Speaking at a National District Attorneys Association conference in Minneapolis Monday, Sessions said state and local law enforcement could expect changes from U.S. Attorneys in several areas: increased prosecution of gun crimes, immigration offenses, gang activity, and prescription drug abuse, as well as increased asset seizure by the federal government.
"[W]e hope to issue this week a new directive on asset forfeiture—especially for drug traffickers," Sessions said. "With care and professionalism, we plan to develop policies to increase forfeitures. No criminal should be allowed to keep the proceeds of their crime. Adoptive forfeitures are appropriate as is sharing with our partners."
The Justice Department did not immediately respond to a request for comment and for more information about the directive.
Asset forfeiture became a prized hammer in law enforcement's tool chest in the 1980s, when the government was struggling to combat organized drug cartels. Law enforcement groups say the laws allow them to disrupt drug trafficking operations by targeting their proceeds—cars, cash, and guns.
However, the practice has exploded since then, and civil liberties groups and political advocacy organizations, both liberal and conservative, say the perverse profit incentives and lack of oversight lead to far more average citizens having their property seized than cartel bosses.
The Justice Department plays a huge role in asset forfeiture through its Equitable Sharing Program, which allows state and local police to have their forfeiture cases "adopted" by the federal government. The feds take over the case, and the seized money is put into the equitable sharing pool.
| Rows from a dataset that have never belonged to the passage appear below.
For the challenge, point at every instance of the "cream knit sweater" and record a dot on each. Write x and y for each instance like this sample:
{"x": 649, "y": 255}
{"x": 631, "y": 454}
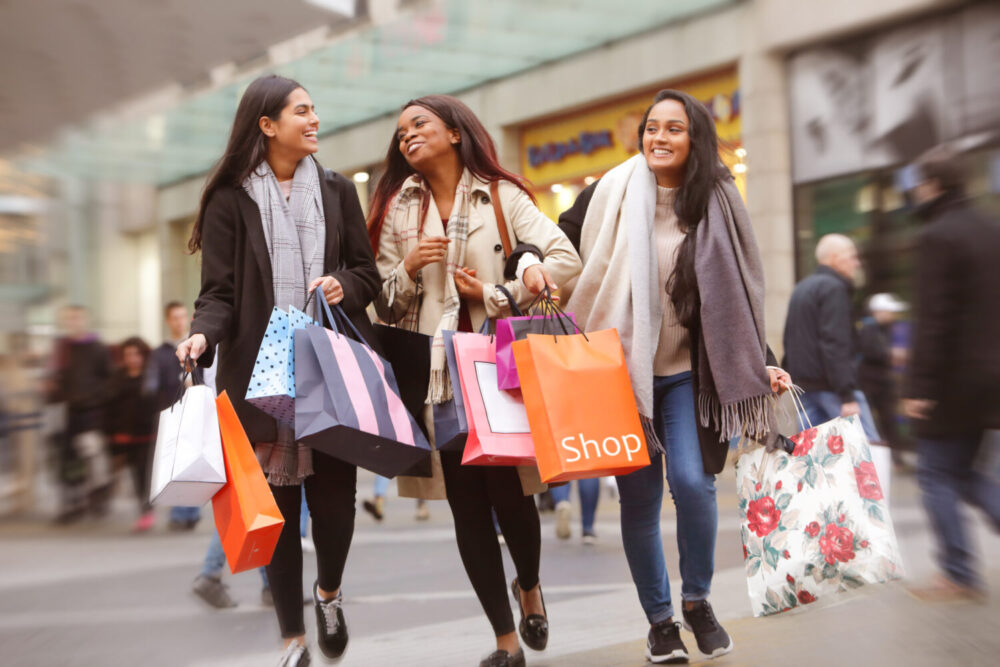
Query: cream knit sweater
{"x": 673, "y": 350}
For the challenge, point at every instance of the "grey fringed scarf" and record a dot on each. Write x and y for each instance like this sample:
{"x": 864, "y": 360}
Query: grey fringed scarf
{"x": 620, "y": 283}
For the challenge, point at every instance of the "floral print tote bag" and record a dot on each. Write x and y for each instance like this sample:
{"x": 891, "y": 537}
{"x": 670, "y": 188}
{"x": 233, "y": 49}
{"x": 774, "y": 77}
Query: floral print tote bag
{"x": 814, "y": 522}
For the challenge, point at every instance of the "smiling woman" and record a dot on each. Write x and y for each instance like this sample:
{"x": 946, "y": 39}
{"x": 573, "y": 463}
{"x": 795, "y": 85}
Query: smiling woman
{"x": 273, "y": 226}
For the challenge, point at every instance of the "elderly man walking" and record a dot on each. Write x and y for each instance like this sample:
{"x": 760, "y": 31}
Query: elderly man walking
{"x": 953, "y": 389}
{"x": 820, "y": 348}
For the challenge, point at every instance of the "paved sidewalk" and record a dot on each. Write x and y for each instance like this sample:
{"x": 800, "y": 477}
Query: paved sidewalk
{"x": 96, "y": 595}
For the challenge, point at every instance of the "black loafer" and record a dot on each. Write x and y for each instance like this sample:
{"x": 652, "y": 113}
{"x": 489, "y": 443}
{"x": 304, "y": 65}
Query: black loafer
{"x": 535, "y": 628}
{"x": 503, "y": 659}
{"x": 330, "y": 625}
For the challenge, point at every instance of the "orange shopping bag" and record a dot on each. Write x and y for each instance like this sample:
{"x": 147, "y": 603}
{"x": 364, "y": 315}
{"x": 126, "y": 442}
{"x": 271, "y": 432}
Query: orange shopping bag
{"x": 580, "y": 405}
{"x": 246, "y": 516}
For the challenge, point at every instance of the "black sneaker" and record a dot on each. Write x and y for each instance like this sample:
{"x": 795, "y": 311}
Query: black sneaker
{"x": 712, "y": 638}
{"x": 330, "y": 625}
{"x": 664, "y": 645}
{"x": 296, "y": 655}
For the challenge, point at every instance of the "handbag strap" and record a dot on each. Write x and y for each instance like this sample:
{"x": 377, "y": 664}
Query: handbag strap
{"x": 501, "y": 221}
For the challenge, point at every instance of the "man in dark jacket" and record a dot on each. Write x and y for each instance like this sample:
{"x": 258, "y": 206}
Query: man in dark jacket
{"x": 953, "y": 387}
{"x": 81, "y": 373}
{"x": 820, "y": 347}
{"x": 163, "y": 379}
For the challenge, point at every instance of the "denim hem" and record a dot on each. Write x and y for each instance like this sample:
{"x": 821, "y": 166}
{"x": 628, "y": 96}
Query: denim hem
{"x": 659, "y": 617}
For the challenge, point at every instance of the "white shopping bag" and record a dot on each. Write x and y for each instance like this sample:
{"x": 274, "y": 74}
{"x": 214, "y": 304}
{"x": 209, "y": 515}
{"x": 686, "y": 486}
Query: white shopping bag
{"x": 188, "y": 468}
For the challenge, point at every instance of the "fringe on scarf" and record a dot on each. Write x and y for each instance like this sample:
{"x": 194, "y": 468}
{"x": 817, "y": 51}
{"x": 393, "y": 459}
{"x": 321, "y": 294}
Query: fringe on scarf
{"x": 653, "y": 444}
{"x": 748, "y": 417}
{"x": 439, "y": 390}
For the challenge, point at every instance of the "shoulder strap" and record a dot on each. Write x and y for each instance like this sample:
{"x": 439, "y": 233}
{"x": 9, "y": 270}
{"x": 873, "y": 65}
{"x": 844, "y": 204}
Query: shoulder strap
{"x": 501, "y": 221}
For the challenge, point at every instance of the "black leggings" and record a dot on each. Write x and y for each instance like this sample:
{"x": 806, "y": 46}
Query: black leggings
{"x": 472, "y": 492}
{"x": 330, "y": 497}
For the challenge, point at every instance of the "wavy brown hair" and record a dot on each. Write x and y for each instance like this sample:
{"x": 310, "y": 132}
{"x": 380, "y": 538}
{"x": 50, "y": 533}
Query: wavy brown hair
{"x": 247, "y": 147}
{"x": 475, "y": 148}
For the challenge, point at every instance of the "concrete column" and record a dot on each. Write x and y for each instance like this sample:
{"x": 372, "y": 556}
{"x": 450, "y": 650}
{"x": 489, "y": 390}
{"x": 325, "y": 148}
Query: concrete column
{"x": 769, "y": 179}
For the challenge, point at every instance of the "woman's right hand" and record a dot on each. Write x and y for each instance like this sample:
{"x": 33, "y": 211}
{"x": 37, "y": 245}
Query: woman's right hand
{"x": 192, "y": 347}
{"x": 430, "y": 249}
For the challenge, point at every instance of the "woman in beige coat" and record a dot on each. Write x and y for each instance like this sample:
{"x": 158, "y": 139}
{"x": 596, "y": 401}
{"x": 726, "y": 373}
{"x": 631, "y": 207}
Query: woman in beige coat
{"x": 441, "y": 257}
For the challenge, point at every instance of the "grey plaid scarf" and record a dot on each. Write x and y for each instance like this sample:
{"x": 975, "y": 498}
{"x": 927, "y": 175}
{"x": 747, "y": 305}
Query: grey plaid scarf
{"x": 295, "y": 230}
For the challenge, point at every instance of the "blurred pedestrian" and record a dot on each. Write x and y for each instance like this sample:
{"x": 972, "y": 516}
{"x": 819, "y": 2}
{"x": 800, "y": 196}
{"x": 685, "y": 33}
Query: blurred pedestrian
{"x": 79, "y": 381}
{"x": 645, "y": 275}
{"x": 273, "y": 225}
{"x": 440, "y": 257}
{"x": 589, "y": 491}
{"x": 164, "y": 380}
{"x": 821, "y": 346}
{"x": 953, "y": 388}
{"x": 878, "y": 359}
{"x": 131, "y": 418}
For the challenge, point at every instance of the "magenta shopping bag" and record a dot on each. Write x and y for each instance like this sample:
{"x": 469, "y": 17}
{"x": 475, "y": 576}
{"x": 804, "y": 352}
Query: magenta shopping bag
{"x": 545, "y": 320}
{"x": 499, "y": 433}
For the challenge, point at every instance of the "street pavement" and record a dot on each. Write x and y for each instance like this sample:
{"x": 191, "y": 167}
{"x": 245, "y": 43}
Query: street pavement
{"x": 95, "y": 594}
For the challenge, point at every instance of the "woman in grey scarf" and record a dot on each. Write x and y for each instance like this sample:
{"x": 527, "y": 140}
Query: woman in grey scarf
{"x": 273, "y": 226}
{"x": 670, "y": 261}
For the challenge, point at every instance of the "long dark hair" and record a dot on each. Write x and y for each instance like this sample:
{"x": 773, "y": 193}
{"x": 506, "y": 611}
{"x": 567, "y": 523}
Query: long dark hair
{"x": 701, "y": 172}
{"x": 475, "y": 148}
{"x": 247, "y": 147}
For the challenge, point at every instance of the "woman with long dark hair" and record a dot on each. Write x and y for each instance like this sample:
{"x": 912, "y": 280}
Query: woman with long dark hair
{"x": 130, "y": 416}
{"x": 273, "y": 226}
{"x": 667, "y": 233}
{"x": 441, "y": 258}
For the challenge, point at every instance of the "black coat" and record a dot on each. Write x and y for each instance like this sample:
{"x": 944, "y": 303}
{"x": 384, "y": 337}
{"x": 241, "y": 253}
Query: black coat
{"x": 955, "y": 359}
{"x": 713, "y": 450}
{"x": 819, "y": 334}
{"x": 237, "y": 293}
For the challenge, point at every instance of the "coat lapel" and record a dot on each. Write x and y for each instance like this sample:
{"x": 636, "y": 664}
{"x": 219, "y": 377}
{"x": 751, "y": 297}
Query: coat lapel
{"x": 255, "y": 232}
{"x": 331, "y": 212}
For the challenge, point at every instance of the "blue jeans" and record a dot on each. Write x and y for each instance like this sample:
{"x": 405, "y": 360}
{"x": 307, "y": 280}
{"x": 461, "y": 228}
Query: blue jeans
{"x": 822, "y": 406}
{"x": 693, "y": 492}
{"x": 304, "y": 516}
{"x": 590, "y": 493}
{"x": 215, "y": 560}
{"x": 946, "y": 475}
{"x": 185, "y": 513}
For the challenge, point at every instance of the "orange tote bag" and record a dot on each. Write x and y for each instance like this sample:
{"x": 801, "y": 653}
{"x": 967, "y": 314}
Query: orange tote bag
{"x": 246, "y": 515}
{"x": 580, "y": 405}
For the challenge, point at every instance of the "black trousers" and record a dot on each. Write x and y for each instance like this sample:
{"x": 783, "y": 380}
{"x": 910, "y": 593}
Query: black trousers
{"x": 330, "y": 492}
{"x": 473, "y": 491}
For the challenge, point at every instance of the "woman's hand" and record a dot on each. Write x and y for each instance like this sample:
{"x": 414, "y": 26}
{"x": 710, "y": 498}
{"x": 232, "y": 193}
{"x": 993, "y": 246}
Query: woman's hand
{"x": 537, "y": 277}
{"x": 469, "y": 287}
{"x": 332, "y": 289}
{"x": 780, "y": 379}
{"x": 430, "y": 249}
{"x": 192, "y": 347}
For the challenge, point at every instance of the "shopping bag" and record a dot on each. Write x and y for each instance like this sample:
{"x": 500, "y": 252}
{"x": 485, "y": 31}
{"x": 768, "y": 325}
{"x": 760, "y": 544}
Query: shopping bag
{"x": 546, "y": 319}
{"x": 348, "y": 403}
{"x": 188, "y": 467}
{"x": 499, "y": 433}
{"x": 451, "y": 428}
{"x": 246, "y": 515}
{"x": 272, "y": 382}
{"x": 409, "y": 355}
{"x": 580, "y": 405}
{"x": 812, "y": 523}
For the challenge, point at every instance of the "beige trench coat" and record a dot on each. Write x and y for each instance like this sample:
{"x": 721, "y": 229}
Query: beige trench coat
{"x": 484, "y": 252}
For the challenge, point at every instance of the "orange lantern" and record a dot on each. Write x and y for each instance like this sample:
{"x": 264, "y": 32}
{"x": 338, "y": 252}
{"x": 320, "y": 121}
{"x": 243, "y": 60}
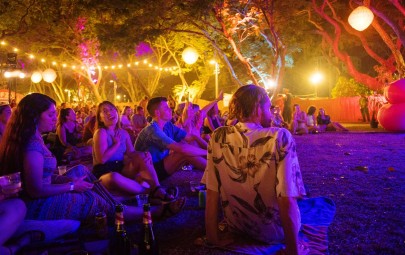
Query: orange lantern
{"x": 361, "y": 18}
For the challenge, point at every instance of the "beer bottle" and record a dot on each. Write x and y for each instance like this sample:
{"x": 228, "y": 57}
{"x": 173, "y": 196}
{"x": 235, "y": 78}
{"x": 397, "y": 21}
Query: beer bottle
{"x": 148, "y": 244}
{"x": 120, "y": 243}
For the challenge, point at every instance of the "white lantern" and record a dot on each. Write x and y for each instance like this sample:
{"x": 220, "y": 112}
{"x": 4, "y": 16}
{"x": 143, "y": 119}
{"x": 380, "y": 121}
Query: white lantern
{"x": 361, "y": 18}
{"x": 36, "y": 77}
{"x": 190, "y": 55}
{"x": 49, "y": 75}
In return, the department gets up to 80 percent of those funds back. The equitable sharing program distributes hundreds of millions of dollars a year to police departments around the country.
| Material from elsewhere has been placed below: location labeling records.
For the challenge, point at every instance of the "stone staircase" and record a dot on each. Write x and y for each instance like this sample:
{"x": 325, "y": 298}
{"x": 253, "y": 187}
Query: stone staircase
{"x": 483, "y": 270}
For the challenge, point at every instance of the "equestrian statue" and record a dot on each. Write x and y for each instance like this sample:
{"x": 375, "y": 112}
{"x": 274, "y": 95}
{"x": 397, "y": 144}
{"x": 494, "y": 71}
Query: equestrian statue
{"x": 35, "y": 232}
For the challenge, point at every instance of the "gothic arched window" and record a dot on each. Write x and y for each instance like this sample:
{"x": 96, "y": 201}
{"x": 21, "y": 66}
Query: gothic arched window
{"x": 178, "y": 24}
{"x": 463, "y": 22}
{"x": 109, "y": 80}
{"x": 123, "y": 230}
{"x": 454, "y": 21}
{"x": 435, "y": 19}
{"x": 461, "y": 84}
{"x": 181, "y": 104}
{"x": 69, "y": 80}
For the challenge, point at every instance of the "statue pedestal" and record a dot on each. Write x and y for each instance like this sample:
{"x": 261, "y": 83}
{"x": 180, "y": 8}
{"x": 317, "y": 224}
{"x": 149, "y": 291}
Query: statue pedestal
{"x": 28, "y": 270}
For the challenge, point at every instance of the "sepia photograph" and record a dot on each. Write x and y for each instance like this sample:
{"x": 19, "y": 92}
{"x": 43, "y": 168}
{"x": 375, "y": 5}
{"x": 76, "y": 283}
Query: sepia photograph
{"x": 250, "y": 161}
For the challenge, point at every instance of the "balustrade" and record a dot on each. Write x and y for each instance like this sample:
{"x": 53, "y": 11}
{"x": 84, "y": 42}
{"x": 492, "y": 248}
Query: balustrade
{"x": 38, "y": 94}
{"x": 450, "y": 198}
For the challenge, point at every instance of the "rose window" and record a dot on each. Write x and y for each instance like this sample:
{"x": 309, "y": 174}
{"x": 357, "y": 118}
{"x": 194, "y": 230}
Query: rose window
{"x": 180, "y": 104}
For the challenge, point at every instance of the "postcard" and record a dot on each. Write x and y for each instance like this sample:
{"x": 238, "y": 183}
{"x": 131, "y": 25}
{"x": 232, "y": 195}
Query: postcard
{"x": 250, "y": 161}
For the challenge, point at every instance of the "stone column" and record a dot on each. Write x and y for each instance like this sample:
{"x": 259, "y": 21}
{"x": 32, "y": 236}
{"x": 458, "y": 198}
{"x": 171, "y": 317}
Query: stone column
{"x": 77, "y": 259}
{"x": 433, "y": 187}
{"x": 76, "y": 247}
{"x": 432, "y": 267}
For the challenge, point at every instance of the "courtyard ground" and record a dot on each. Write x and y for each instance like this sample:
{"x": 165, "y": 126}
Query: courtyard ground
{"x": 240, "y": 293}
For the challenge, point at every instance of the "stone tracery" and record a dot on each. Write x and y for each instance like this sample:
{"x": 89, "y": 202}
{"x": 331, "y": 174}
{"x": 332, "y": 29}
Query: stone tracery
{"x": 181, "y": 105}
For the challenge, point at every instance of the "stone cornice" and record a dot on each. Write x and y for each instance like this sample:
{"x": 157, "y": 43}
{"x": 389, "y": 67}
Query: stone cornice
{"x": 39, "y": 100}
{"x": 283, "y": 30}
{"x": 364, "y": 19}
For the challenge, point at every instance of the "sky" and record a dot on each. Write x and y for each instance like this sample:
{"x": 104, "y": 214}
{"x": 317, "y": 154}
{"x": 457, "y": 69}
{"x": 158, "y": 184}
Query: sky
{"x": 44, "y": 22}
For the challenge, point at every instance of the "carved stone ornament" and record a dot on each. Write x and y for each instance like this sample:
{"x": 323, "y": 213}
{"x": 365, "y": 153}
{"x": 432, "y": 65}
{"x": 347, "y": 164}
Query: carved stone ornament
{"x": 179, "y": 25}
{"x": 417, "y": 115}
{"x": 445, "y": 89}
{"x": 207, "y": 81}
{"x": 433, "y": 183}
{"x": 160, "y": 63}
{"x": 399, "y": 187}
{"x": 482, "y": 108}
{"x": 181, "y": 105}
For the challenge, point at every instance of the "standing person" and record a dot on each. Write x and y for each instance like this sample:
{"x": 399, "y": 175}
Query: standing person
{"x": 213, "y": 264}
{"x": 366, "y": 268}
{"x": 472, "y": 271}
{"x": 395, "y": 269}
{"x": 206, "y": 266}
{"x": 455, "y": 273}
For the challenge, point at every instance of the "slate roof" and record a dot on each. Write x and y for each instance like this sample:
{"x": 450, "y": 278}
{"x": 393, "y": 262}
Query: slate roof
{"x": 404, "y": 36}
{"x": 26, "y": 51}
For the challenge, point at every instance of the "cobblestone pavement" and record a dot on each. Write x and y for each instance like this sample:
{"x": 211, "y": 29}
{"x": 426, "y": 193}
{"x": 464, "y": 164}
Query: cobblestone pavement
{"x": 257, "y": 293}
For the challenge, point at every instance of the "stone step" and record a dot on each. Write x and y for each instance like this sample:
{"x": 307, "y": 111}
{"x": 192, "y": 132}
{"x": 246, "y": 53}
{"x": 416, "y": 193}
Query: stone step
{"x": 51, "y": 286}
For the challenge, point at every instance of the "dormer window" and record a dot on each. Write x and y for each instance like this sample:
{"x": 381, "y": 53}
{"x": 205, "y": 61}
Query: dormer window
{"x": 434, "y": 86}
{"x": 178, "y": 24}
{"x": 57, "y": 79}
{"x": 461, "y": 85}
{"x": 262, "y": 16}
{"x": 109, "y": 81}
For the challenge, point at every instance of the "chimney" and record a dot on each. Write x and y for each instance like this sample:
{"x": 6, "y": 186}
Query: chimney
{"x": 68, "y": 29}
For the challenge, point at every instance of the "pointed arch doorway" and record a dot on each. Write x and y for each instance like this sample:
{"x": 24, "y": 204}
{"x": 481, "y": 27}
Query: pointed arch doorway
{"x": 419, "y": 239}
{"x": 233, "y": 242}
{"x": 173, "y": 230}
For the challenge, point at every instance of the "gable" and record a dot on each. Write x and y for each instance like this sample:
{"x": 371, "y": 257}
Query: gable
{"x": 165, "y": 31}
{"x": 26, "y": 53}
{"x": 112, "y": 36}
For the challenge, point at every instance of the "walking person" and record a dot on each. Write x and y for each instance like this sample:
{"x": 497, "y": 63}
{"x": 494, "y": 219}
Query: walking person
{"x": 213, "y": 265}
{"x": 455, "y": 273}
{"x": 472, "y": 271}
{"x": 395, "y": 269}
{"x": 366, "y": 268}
A 2014 Washington Post investigative series found that warrantless police seizures of cash through the equitable sharing program have boomed since 9/11, hauling in $2.5 billion.
Reason investigations of asset forfeiture data showed that Chicago's poor neighborhoods were hit hardest by asset forfeiture. Meanwhile in Mississippi, law enforcement recorded many big hauls of cash, but state court records were also littered with petty and abusive seizures.
Asset forfeiture opponents say the equitable sharing fund essentially allows local and state police to avoid state laws restricting asset forfeiture by going through the federal government.
Responding to increasing media scrutiny and public outcry, former Attorney General Eric Holder took limited steps in 2015 to reform the Justice Department's equitable sharing program.
Sessions' upcoming directive to increase asset forfeiture comes as little surprise. Sessions, a former prosecutor and U.S. senator, has been a stalwart defender of asset forfeiture throughout his career. He has already dismantled Obama-era directives on drug sentencing guidelines and ordered a review of all of the existing consent agreements between the Justice Department and police departments that were found to be violating residents' constitutional rights.